CovariateShiftAdaptor

Estimates p_target(x) / p_source(x) from two unlabelled datasets.

from insurance_covariate_shift import CovariateShiftAdaptor

adaptor = CovariateShiftAdaptor(
    method="catboost",        # 'catboost' | 'rulsif' | 'kliep'
    categorical_cols=[3, 4],  # Column indices for postcode, vehicle code etc.
    exposure_col=5,           # Excluded from density model, used to scale weights
    clip_quantile=0.99,       # Clip extreme weights at this percentile
)
adaptor.fit(X_source, X_target)
weights = adaptor.importance_weights(X_new)

Which method to use:

• catboost (default): handles high-cardinality categoricals natively. Postcode district, vehicle make-model, occupation code — CatBoost deals with these without any preprocessing. Use this for standard UK insurance tabular data.
• rulsif: closed-form solution, fast, no hyperparameter tuning. Use when all features are continuous (e.g. model scores, rating factors only).
• kliep: the reference algorithm, explicitly enforces the normalisation constraint E_source[w(x)] = 1. Slower than RuLSIF but useful as a sanity check.

ShiftDiagnosticReport

report = adaptor.shift_diagnostic(source_label="Q4 2023 Direct", target_label="Broker XYZ")

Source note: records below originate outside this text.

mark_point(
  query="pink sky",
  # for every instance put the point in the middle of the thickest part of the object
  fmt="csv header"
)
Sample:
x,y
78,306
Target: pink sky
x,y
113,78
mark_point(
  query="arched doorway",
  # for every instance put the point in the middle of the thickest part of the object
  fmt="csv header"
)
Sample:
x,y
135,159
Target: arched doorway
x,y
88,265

print(report.verdict)          # 'NEGLIGIBLE', 'MODERATE', or 'SEVERE'
print(report.ess_ratio)        # 0 to 1; below 0.3 triggers SEVERE
print(report.kl_divergence)    # KL(target || source) in nats

# Per-feature shift attribution (CatBoost method only)
print(report.feature_importance())
# {'postcode': 0.41, 'age': 0.31, 'ncb': 0.18, 'vehicle_age': 0.10}

# Regulatory text
print(report.fca_sup153_summary())

# Plots
report.plot_weight_distribution()
report.plot_feature_shifts()

Verdict thresholds:

Verdict	ESS ratio	KL divergence
NEGLIGIBLE	>= 0.60	<= 0.10 nats
MODERATE	0.30–0.60	0.10–0.50 nats
SEVERE	< 0.30	> 0.50 nats

A SEVERE verdict means you should retrain before deploying on the target book. A MODERATE verdict means importance weighting is sufficient but you should monitor closely. NEGLIGIBLE means deploy as-is.

ShiftRobustConformal

Conformal prediction intervals that correct for distribution shift between source and target books.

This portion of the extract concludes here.